China successfully tested a new reusable rocket and crew capsule on Tuesday, a significant step in its ambitious plan to land astronauts on the Moon by 2030, according to the China Manned Space Agency (CMSA). The launch of the Long March 10 rocket and Mengzhou spacecraft, core elements of China's lunar architecture, marks a major breakthrough in the country's manned lunar exploration program, as reported by Ars Technica.
The test flight, conducted late Tuesday US time, showcased the Long March 10 rocket and Mengzhou spacecraft. China and the United States are engaged in a race to achieve the next human landing on the Moon, competing for national prestige and lunar resources, Ars Technica noted. The CMSA highlighted the success of the demonstration.
In other news, the Trump administration was expected to formally eliminate the US government's role in controlling greenhouse gas pollution this week, according to Ars Technica. By revoking a 17-year-old scientific finding that greenhouse gases endanger public health and welfare, the Environmental Protection Agency (EPA) will dismantle the legal basis for its authority to act on climate change under the Clean Air Act. EPA Administrator Lee Zeldin was expected to be present with President Donald Trump for the event.
Meanwhile, a new fine-tuning method developed by researchers at MIT, the Improbable AI Lab, and ETH Zurich allows large language models (LLMs) to learn new skills without losing existing ones, VentureBeat reported. The technique, called self-distillation fine-tuning (SDFT), enables models to learn directly from demonstrations and their own experiments by leveraging the inherent in-context learning abilities of modern LLMs. Experiments show that SDFT consistently outperforms traditional supervised fine-tuning (SFT) while addressing the limitations of reinforcement learning.

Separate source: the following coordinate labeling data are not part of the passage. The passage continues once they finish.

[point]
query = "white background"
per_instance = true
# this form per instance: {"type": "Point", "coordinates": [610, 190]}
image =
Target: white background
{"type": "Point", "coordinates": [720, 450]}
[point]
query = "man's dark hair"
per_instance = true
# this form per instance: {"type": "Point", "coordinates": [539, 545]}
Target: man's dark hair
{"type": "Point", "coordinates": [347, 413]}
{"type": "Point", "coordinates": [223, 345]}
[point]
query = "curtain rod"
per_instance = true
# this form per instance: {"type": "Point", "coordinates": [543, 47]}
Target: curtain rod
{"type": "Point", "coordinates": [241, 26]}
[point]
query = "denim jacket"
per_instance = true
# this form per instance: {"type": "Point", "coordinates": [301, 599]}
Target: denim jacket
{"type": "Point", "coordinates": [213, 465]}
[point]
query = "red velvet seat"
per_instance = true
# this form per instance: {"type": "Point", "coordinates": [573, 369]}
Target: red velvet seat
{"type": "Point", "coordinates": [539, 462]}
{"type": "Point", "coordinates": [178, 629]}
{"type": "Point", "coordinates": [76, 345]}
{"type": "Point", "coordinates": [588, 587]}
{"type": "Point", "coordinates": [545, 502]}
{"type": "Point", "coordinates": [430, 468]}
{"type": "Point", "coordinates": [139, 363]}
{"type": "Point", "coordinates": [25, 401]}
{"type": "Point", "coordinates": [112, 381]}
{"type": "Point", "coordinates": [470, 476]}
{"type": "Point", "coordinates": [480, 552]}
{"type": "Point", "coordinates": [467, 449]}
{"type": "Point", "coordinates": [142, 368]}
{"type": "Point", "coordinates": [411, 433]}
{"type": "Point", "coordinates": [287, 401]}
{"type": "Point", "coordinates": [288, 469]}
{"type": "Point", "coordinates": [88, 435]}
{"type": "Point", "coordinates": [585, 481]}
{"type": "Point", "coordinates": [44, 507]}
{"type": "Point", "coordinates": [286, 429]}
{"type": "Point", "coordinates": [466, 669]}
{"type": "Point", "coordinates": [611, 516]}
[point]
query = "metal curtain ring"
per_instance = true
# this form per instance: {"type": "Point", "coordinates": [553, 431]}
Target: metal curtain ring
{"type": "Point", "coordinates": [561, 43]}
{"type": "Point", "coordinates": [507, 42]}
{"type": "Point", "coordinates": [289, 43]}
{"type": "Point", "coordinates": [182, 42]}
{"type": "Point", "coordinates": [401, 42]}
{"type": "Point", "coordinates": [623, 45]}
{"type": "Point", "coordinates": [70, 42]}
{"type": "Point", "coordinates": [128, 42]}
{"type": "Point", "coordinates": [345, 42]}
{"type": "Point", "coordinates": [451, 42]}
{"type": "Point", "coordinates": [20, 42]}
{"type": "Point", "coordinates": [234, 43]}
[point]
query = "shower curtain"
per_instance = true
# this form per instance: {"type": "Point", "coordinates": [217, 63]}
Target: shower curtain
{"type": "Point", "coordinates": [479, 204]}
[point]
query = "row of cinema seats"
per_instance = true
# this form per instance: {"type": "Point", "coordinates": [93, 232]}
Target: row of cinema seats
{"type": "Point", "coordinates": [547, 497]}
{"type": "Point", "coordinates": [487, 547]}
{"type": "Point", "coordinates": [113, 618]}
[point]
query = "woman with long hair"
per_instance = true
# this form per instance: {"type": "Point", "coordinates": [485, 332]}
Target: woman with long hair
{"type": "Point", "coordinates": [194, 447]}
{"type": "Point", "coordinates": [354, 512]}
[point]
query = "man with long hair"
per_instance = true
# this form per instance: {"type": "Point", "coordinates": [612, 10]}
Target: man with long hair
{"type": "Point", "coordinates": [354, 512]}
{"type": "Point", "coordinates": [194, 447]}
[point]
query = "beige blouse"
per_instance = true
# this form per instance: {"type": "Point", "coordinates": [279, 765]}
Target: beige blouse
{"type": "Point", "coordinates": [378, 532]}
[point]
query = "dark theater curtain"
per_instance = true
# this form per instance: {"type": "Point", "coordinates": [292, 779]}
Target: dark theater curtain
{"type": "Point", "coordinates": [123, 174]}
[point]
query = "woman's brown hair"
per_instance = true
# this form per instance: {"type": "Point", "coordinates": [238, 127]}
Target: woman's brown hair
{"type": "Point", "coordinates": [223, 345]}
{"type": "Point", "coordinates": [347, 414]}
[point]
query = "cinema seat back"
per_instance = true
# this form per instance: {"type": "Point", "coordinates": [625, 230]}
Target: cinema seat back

In the realm of AI, the risks associated with AI agents are being highlighted. Even within chatbox environments, LLMs can make mistakes and exhibit undesirable behavior, according to MIT Technology Review. The consequences of these mistakes become more serious when AI agents have tools to interact with the outside world, such as web browsers and email addresses. This may explain why the first breakthrough LLM personal assistant came from an independent software engineer, Peter Steinberger, who uploaded his tool, OpenClaw, to GitHub in November 2025. The project went viral in late January. OpenClaw harnesses existing LLMs to let users create their own bespoke assistants.
Finally, WIRED revealed details of ICE's planned expansion into over 150 office spaces across the United States, including 54 specific addresses. ICE plans to occupy existing government spaces and share facilities with medical offices and small businesses, according to WIRED.